令和6年1月1日
学びのプロセスのブラックボックス化
京都市立芸術大学客員教授 東良雅人この著者の書いた書籍
もともと中学校美術科の教師であった私が,昨今美術の関連で気になる出来事に,入力した文字情報から画像を生成できる「画像生成AI(人工知能)」の出現がある。これまでも写真をもとにレタッチするなどで新たな画像を生成するソフトウエアは存在していた。しかし,その後に登場した文字(プロンプト)を入力するだけで画像を生成してしまうAIシステムの登場は,私たちに大きな衝撃を与えた。
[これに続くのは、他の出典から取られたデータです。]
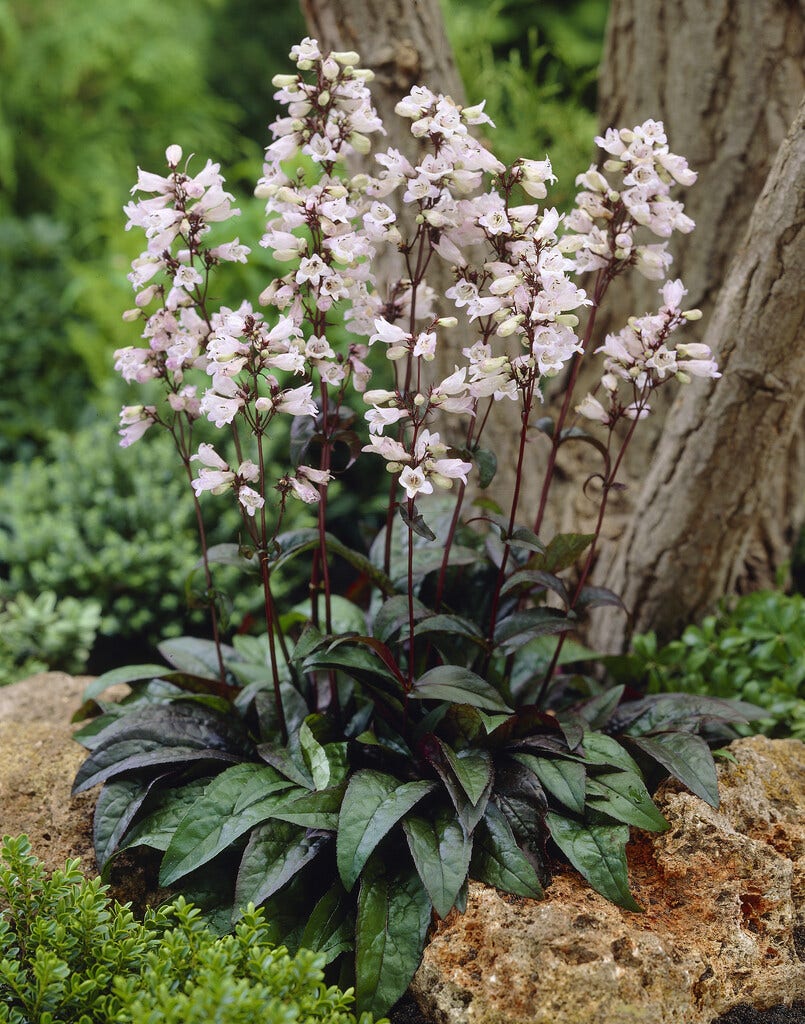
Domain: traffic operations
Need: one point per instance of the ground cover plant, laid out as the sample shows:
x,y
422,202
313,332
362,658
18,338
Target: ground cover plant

さらに,アートイベントでAIの生成した画像が人の描いた作品を抑えて優勝してしまったという報道なども新たな衝撃となっている。
AIが,多様で精度の高い絵を描いてしまうことは,今後の学校教育において,図画工作や美術の授業などで「絵を描くこと」とはどういう意味があるのかを改めて確認しなければならないだろう。ここでは生成AIの是非を問うのではなく,中学校美術での「創造活動を通した学び」という観点からその存在を考察してみたい。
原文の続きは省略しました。